Prior to model fitting, any potential issues of covariation or collinearity between our fixed effects were inspected via pairwise plots, pairwise correlations, and variance inflation factors (VIFs). Pairwise plots and correlation coefficients were generated using the ‘covees’ function of the GGally package (Schloerke et al., 2020); VIFs were generated using the ‘VIF’ function of the car package in R (Fox & Weisberg, 2011). In the final presented models, there were no issues with collinearity or covariance among the variables (maximum VIF < 4.5; maximum rho < 0.7; Table S22 and figures S23-24 in the supplementary materials). In the social connectivity models, mean anthropogenic presence was collinear with group identity (VIF > 10.0); therefore, we included only the mean anthropogenic presence variable in those models.
For all models, numeric variables were standardized as z-scores. We fit models with weakly regularizing priors for the fixed effects (β ~ Normal(0,1)). For the priors for the components of the random effects, we used the default priors provided by the get_prior function of brms, namely a weakly regularizing half student-t prior (df = 3, scale parameter = 10) for the random intercepts, and a uniform LKJ Cholesky prior (η = 1) for covariance matrices of the random slopes.
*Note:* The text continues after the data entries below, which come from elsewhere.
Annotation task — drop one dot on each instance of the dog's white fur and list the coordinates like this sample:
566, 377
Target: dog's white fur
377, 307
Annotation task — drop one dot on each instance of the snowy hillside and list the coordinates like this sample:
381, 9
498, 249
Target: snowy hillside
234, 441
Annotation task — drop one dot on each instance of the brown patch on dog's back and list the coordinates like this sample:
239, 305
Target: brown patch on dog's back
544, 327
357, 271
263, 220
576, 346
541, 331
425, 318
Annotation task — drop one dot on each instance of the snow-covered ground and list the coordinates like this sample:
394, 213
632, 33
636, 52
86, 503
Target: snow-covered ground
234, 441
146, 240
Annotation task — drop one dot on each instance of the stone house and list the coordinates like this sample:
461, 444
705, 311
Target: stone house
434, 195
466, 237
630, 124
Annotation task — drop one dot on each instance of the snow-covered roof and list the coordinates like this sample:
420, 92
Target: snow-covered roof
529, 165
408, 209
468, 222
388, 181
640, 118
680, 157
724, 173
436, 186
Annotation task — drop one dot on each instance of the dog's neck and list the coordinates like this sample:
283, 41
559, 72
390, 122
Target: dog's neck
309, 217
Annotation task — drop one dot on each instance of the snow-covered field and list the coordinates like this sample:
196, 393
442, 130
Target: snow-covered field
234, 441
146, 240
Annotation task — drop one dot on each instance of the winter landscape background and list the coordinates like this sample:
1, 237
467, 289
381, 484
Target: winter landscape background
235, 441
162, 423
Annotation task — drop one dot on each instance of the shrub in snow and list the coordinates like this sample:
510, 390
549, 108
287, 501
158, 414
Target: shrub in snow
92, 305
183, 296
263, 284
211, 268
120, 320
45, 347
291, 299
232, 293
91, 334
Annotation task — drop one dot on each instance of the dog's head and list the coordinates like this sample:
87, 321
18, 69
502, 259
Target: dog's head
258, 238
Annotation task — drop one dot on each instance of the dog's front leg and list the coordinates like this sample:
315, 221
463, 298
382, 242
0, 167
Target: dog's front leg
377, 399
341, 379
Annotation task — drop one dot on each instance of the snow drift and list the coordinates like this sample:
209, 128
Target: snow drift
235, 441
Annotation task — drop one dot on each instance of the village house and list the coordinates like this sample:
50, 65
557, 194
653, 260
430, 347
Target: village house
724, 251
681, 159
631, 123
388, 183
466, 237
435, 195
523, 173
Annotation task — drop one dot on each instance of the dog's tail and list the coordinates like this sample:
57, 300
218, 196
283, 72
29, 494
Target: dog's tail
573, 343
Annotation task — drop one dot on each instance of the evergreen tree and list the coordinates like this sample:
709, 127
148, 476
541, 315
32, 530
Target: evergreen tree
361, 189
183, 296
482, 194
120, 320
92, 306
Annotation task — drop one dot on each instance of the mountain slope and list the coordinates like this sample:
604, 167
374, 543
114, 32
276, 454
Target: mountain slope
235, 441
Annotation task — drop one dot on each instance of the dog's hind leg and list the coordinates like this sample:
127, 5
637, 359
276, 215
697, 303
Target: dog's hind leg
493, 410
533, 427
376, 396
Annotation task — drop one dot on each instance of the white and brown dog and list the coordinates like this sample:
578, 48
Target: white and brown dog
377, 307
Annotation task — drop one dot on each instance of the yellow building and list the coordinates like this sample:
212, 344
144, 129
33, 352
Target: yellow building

For all models, we specified three chains of 5000 iterations, 2000 of which were devoted to the warm-up. Sampling diagnostics (Rhat < 1.01) and trace plots confirmed chain convergence for all models. Effective sample sizes confirmed no issues with autocorrelation of sampling for all models (Tables S25-27 list all effective samples sizes and Rhat values for the main models presented).
To interpret the strength and uncertainty of the associations between our predictor variables and outcomes, we report the model estimate, 90% credible intervals and the proportion of posterior (p + or p−) supporting the direction (positive or negative) of the model estimate of the associations (Martin et al., 2020; McElreath, 2020; McShane et al., 2019). We considered effects whose direction was supported by more than 95% of the posterior distribution to be well supported, and those whose direction was supported by more than 90% of the posterior distribution to be weakly supported.
All models were validated using posterior predictive checks (see figures S28-32 in the supplementary materials for plots of these checks).